THE big news surrounding preparations for the G20 summit in London is the palpable sense of insecurity that surrounds it. Officials insist they are not taking any chances. Their press releases and off-the-record communications come across as a new species of top-down rumour mongering about the threat of mass rioting on the streets of England.
.....the scare stories continue to circulate, and bankers have been advised they should dress down and wear ordinary street clothes or, better still, work from home. The obsessive talking-up of a likely siege of London may turn into a self-fulfilling prophecy. But such an occurrence is more likely to be a response to a top-down invitation to riot than to a widespread public appetite for violent protest.
The issuing of a semi-conscious invitation to riot follows a now well-rehearsed script of inciting anger at a coterie of guilty bankers and financiers. Since the credit crunch, the greedy banker has been transformed into a personification of evil. In his Christmas sermon the Archbishop of York laid into the exploitative moneylenders who pursued "ruthless gain" and warned banks not to "enrich themselves at their poor neighbours' expense". Government ministers have been quick to jump on the anti-moneylender bandwagon.
Last year, Prime Minister Kevin Rudd said banks that offered high financial incentives to executives would be targeted as part of a broader campaign against "extreme capitalism". In February, Spain's Industry Minister Miguel Sebastian said "the Government is losing its patience with the banks". Brazil's President Luiz Inacio Lula da Silva was more specific: he attacked "white, blue-eyed" bankers. When pressed on his racial categorisation, he said: "I am not acquainted with a single black banker." Britain's Prime Minister Gordon Brown also let it be known that he is no friend of the bankers. He told a group of Wall Street financiers that bankers had operated outside normal human values and principle, and suggested that values such as "honesty, integrity and working hard" may have been absent from the world of finance.
The moral condemnation of bankers often serves as a prelude for demanding some form of punishment.
The normally staid British Liberal Democrat Vincent Cable commented that bankers are "lucky the British have no guillotines in stock" as he compared the behaviour of "Britain's financial aristocracy" with Marie Antoinette's haughty attitude towards the people of Paris.
The cumulative effect of such irresponsible remarks is to foster a climate of populist rage against bankers.
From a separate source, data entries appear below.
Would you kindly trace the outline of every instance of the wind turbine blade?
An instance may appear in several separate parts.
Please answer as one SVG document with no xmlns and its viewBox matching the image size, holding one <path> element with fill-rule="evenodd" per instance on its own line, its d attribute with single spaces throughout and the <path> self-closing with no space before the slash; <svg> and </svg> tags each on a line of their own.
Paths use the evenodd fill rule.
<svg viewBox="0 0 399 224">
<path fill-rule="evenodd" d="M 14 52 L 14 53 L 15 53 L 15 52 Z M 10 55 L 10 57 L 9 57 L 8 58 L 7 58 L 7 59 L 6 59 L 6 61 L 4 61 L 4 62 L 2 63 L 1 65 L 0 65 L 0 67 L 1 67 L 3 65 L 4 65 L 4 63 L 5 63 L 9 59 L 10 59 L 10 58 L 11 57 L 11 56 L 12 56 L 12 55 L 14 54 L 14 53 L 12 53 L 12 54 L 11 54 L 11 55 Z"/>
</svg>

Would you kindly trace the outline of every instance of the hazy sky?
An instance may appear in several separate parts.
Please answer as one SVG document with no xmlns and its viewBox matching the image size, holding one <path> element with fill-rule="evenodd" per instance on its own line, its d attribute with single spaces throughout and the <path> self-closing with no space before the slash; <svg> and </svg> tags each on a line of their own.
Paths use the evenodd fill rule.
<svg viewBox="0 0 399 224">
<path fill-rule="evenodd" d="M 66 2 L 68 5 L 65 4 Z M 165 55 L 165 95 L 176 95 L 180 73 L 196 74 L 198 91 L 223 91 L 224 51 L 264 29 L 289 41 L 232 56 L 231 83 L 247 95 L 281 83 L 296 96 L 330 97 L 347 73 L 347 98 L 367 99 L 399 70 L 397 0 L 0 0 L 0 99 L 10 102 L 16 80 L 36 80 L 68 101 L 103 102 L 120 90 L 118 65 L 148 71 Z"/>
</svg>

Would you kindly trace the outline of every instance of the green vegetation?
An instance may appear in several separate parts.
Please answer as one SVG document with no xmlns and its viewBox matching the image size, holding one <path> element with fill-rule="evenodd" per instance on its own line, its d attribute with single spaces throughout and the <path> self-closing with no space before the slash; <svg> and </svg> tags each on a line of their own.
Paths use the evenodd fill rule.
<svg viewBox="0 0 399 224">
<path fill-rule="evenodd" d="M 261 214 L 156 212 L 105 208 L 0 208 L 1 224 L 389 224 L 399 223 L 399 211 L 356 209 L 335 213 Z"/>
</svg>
After the home of former Royal Bank of Scotland chief executive Fred Goodwin was vandalised, some of his neighbours appeared to be indifferent to his plight. "He got what he deserved" was a widely repeated sentiment. The recent call by a publicity-seeking academic to hang effigies of people such as Goodwin from lampposts captures the dissolute mood of moral disorientation that drives this witch-hunt. The venomous bile directed at Sue Morphet after the announcement that jobs in her company would be relocated from Australia to China is not fuelled only by frustration at the grassroots. These are sentiments influenced by the pronouncements of an elite desperate to avoid the criticism of the public.
Not so long ago, name-and-shame campaigns preyed on the public's exaggerated fears of pedophiles. In many instances such campaigns succeeded in provoking groups of anxious parents into organising vigilante groups. We do not yet have mobs witch-hunting money lenders, but the idea that it is OK to hate and despise them has gained widespread currency.
Unfortunately this new crusade is potentially more destabilising than the previous one targeting child molesters. The target today may be the banker, but tomorrow it will be the successful business executive with an unusually high bonus. A week later it will be the sports superstar. And before too long, anyone enjoying public success will become the object of envy.
Implicitly, the stigmatising of the moneylender or the high-earning executive represents the condemnation of success. The official sanctioning of such attitudes represents not only an invitation to riot but to channel people's understandable anxieties about their future against the 21st century's new folk devils. Who needs professional agitators when those on top encourages a simplistic blame-seeking culture among the public?